Now, years later, I still deal with both depression and C-PTSD, but I can say that, while I don’t always love life, I want to live it.
Within the last five years or so I’ve noticed a growing awareness of, and dialogue about, mental health, which was never present before. This has been extremely helpful in my own journey — but mostly, the new openness makes me hopeful for those who are now in middle and high school. I’m hopeful that these individuals will be able to find community, support and understanding. I’m hopeful that educators, and other faculty in schools, will develop more awareness — and more importantly, more compassion — about students’ illnesses. I’m hopeful that we’ll all begin to listen more closely, to hold others with hearts that are more open. It’s way too late to prevent school-aged-me from suffering to the extent that I did. But I’m so deeply hopeful that it’s not too late for other students.
I care about the future of mental health for so many reasons, but the biggest, most urgent reason is that we need — always — to do more to prevent suicide. I cannot think of many things more important than this. Of course, there’s no one way to prevent it, either on an individual or a more societal level.

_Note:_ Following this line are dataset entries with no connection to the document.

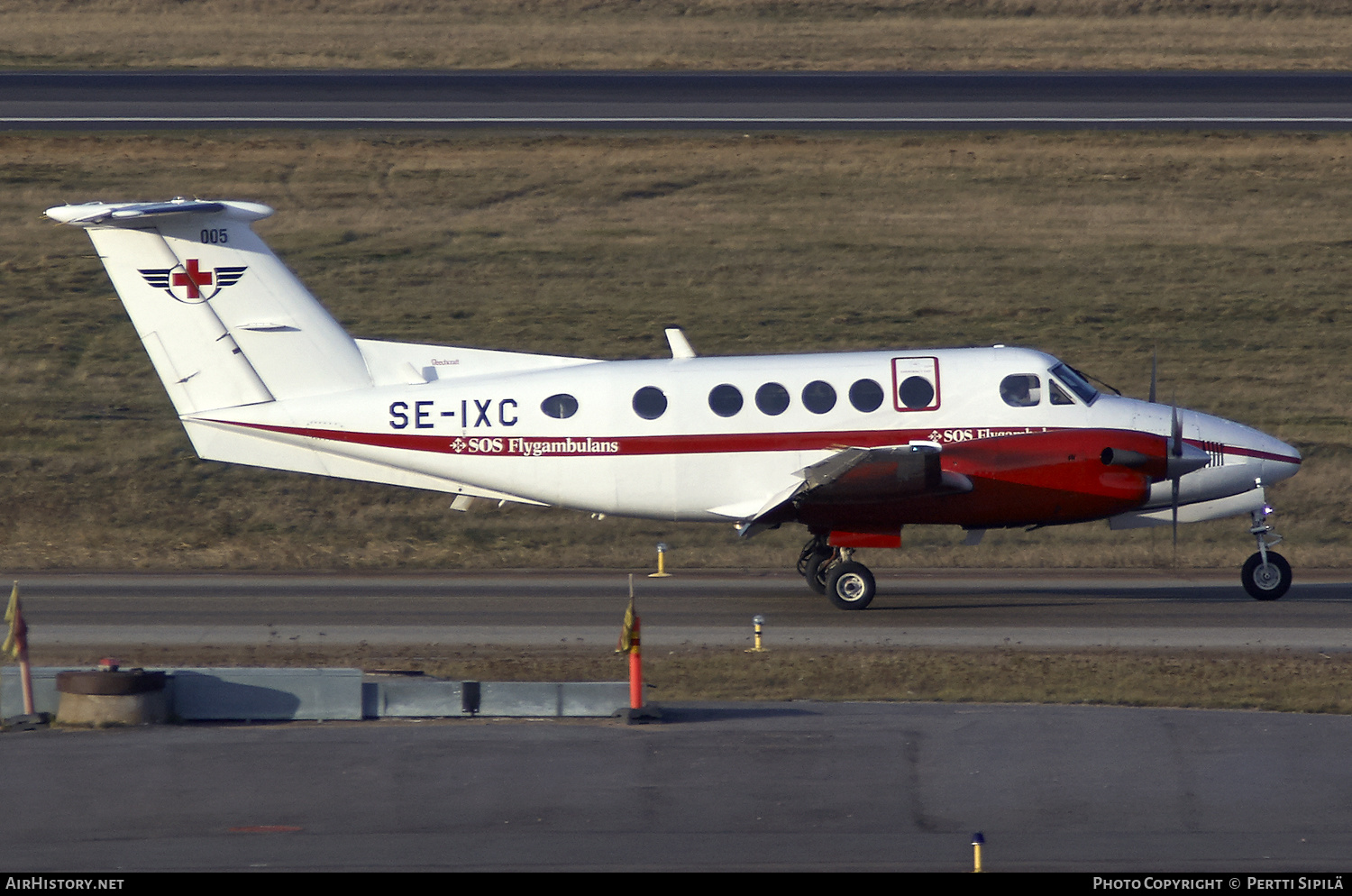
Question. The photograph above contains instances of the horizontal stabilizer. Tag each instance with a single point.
(224, 319)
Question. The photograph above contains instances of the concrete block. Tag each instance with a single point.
(45, 696)
(418, 698)
(519, 698)
(267, 693)
(592, 698)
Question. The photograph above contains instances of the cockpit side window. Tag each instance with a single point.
(1075, 383)
(1021, 389)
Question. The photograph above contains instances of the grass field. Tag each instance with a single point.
(678, 34)
(1228, 251)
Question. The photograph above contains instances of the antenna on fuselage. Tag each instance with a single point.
(679, 343)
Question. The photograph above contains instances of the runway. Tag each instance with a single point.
(667, 100)
(957, 608)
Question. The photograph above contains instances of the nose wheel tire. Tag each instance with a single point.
(849, 585)
(1270, 580)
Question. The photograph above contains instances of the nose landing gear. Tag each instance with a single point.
(1265, 576)
(832, 571)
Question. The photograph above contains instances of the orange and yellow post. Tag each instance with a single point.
(629, 644)
(16, 645)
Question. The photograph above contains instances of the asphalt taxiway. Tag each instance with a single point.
(681, 100)
(744, 787)
(1049, 608)
(733, 787)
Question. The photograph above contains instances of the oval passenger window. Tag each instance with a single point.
(916, 392)
(818, 397)
(725, 400)
(865, 395)
(560, 407)
(649, 403)
(772, 399)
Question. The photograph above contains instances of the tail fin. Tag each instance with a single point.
(222, 318)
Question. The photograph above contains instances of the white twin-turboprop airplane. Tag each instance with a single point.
(852, 445)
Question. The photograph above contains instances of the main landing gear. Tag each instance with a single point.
(832, 571)
(1265, 576)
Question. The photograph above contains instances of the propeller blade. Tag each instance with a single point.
(1155, 357)
(1174, 504)
(1176, 434)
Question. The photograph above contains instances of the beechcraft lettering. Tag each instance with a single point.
(854, 446)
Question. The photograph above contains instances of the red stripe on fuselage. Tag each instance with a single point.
(700, 443)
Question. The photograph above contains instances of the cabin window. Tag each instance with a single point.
(1059, 394)
(818, 397)
(916, 392)
(865, 395)
(1075, 383)
(725, 400)
(649, 403)
(560, 407)
(772, 399)
(1021, 389)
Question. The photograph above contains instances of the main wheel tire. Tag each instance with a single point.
(1265, 581)
(849, 585)
(817, 571)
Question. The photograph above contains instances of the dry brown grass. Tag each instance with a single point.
(679, 34)
(1214, 680)
(1230, 253)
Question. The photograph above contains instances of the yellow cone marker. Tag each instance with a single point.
(757, 623)
(662, 562)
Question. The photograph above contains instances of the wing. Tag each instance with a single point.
(862, 476)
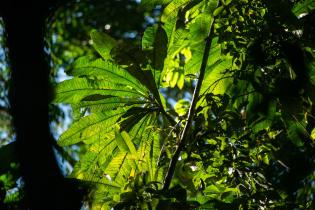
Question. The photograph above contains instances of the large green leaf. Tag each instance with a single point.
(171, 9)
(106, 70)
(91, 126)
(107, 104)
(303, 7)
(124, 142)
(76, 89)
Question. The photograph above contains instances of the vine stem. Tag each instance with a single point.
(191, 112)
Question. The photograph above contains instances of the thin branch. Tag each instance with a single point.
(191, 113)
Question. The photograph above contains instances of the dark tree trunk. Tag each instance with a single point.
(30, 93)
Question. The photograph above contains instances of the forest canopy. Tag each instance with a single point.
(239, 130)
(210, 107)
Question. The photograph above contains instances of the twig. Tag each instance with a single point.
(191, 113)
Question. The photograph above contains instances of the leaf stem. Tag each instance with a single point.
(191, 112)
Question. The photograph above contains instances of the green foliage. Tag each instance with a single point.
(253, 129)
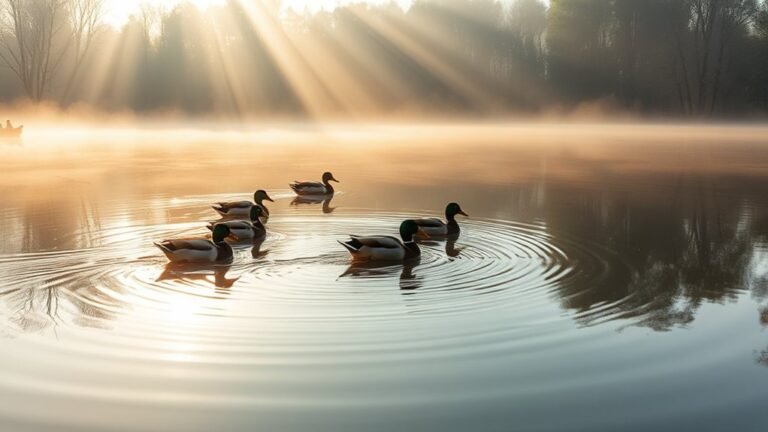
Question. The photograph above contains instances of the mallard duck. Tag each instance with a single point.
(245, 230)
(243, 208)
(199, 250)
(436, 227)
(386, 248)
(315, 188)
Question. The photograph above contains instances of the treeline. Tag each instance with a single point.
(658, 57)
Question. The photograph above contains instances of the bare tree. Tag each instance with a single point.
(85, 18)
(28, 30)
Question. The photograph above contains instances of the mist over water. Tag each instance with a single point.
(606, 272)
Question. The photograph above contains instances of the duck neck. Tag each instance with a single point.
(328, 188)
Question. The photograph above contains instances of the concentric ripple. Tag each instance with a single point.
(291, 306)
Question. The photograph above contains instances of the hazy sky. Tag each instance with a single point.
(118, 11)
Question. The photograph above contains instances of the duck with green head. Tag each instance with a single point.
(386, 248)
(199, 250)
(243, 208)
(245, 230)
(315, 188)
(436, 227)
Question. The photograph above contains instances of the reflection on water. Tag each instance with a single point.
(379, 270)
(214, 275)
(596, 261)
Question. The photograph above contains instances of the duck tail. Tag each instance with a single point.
(168, 252)
(350, 247)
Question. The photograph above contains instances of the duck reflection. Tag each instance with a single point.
(325, 200)
(404, 271)
(256, 251)
(204, 274)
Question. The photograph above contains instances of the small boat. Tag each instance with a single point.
(11, 132)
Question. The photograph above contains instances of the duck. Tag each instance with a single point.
(315, 188)
(245, 230)
(386, 248)
(199, 251)
(436, 227)
(243, 208)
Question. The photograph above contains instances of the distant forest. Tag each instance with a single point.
(479, 57)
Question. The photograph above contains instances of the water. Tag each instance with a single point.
(611, 277)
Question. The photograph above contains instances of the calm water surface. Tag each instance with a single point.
(610, 278)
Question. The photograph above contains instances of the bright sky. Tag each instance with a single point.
(118, 11)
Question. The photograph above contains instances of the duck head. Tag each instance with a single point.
(220, 233)
(410, 228)
(328, 177)
(452, 210)
(260, 196)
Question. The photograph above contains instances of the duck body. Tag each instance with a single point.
(314, 188)
(437, 228)
(245, 230)
(385, 248)
(243, 208)
(189, 251)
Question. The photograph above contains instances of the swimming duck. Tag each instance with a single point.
(315, 188)
(386, 248)
(243, 208)
(436, 227)
(199, 250)
(245, 230)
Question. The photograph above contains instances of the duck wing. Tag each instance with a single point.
(377, 242)
(308, 187)
(430, 223)
(191, 244)
(238, 225)
(235, 205)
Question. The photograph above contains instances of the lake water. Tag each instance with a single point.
(609, 278)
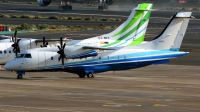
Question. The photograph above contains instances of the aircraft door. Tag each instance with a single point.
(41, 59)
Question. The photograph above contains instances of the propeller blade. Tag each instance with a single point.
(15, 35)
(15, 52)
(59, 58)
(63, 63)
(18, 41)
(61, 43)
(58, 47)
(13, 38)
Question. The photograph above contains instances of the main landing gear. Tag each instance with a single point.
(20, 74)
(89, 75)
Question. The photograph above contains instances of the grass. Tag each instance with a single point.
(48, 27)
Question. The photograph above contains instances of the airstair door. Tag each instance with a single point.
(41, 59)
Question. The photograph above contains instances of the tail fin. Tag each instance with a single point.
(133, 30)
(172, 36)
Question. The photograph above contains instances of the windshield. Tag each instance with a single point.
(20, 56)
(27, 56)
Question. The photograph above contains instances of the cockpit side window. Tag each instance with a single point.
(27, 56)
(20, 56)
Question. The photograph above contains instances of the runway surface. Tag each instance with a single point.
(166, 88)
(173, 87)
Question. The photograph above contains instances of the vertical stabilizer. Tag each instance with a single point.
(172, 36)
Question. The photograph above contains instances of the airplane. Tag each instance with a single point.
(131, 32)
(11, 46)
(48, 2)
(83, 62)
(103, 3)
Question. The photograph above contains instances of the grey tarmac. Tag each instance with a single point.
(166, 88)
(172, 87)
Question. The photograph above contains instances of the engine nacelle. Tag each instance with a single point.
(44, 2)
(109, 2)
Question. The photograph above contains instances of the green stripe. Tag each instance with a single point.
(146, 17)
(136, 17)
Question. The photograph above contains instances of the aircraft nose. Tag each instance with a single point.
(10, 65)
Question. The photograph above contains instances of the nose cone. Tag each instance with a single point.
(8, 66)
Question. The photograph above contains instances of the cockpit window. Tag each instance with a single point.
(27, 56)
(20, 56)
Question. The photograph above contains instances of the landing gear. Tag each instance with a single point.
(90, 75)
(81, 75)
(19, 76)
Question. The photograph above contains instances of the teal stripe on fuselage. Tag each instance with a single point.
(135, 56)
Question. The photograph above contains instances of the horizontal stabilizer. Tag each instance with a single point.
(184, 15)
(145, 9)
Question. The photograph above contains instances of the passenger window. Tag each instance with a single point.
(27, 56)
(20, 56)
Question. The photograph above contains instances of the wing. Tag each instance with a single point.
(97, 48)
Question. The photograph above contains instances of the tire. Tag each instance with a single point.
(19, 76)
(100, 7)
(70, 7)
(90, 75)
(81, 75)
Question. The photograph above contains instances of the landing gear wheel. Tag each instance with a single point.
(19, 76)
(90, 75)
(81, 75)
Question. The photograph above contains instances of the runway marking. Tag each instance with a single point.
(67, 13)
(36, 108)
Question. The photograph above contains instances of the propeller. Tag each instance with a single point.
(61, 52)
(15, 45)
(44, 45)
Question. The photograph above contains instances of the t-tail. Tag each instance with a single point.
(132, 31)
(172, 36)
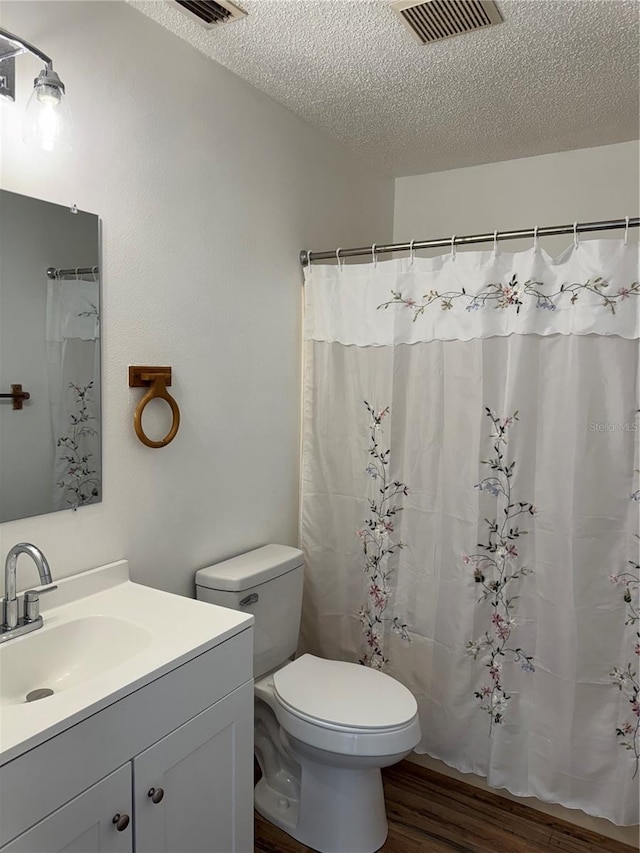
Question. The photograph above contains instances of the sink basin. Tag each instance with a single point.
(103, 638)
(66, 655)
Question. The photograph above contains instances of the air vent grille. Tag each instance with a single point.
(210, 13)
(434, 20)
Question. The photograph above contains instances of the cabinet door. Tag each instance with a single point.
(85, 824)
(201, 776)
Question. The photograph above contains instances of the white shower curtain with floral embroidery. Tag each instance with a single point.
(73, 374)
(470, 510)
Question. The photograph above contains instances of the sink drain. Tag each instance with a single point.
(40, 693)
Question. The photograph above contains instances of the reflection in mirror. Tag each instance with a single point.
(50, 449)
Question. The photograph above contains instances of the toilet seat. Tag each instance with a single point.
(344, 707)
(343, 695)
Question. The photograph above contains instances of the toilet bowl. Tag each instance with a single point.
(323, 728)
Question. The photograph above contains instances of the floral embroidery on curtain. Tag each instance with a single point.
(494, 571)
(377, 546)
(626, 678)
(513, 295)
(521, 665)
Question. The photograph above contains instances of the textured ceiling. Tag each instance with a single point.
(556, 75)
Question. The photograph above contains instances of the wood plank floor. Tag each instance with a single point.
(431, 813)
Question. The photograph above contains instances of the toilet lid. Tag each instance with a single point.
(344, 694)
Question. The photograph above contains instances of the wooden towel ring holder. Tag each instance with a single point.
(156, 380)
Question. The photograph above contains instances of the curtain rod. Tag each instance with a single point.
(52, 272)
(307, 257)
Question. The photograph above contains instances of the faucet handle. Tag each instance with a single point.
(32, 601)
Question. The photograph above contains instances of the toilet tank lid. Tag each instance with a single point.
(250, 569)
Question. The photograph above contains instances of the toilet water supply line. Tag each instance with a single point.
(307, 257)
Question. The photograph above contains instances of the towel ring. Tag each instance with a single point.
(156, 379)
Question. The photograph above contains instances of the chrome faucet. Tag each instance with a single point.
(13, 626)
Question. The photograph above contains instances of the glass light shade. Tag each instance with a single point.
(47, 119)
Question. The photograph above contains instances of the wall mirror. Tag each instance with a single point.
(50, 441)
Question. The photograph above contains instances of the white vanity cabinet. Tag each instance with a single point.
(187, 792)
(86, 824)
(175, 757)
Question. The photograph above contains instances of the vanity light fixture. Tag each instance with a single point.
(47, 119)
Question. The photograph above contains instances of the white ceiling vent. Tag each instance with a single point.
(434, 20)
(210, 13)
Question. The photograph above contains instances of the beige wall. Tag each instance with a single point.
(207, 191)
(586, 185)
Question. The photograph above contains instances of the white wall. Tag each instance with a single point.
(207, 191)
(586, 185)
(33, 236)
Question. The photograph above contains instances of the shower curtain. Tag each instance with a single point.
(470, 509)
(73, 368)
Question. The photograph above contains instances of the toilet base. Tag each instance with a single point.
(340, 810)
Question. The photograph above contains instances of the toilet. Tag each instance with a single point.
(323, 728)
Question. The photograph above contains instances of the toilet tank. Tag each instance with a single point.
(267, 583)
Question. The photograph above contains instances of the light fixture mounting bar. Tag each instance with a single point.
(11, 46)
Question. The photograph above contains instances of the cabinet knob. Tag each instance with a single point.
(121, 822)
(155, 795)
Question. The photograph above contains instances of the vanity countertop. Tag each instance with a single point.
(103, 637)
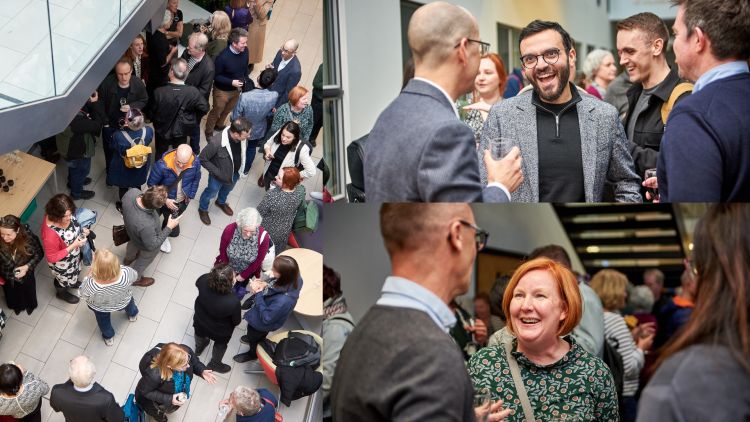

But one of the most solid steps forward we can take is to reduce isolation. Even people who aren’t lonely can feel overwhelmingly alone, burdened by, and ashamed of mental illness, and that can lead to tragedy. We need to help prevent this. We need to. I say this as a survivor of a suicide attempt in high school, but also as someone who has experienced the heartbreak of losing some irreplaceable, remarkable people, including a family member, in this way. All of it was preventable. So I am writing this for me, and for them — and for you. If you’re reading this, thank you for being here. Please don’t ever leave us.
Instead, let’s fight together. Let’s heal together. Let’s educate and learn together. The world can — and will — get its act together regarding mental health, and we can all help make it happen.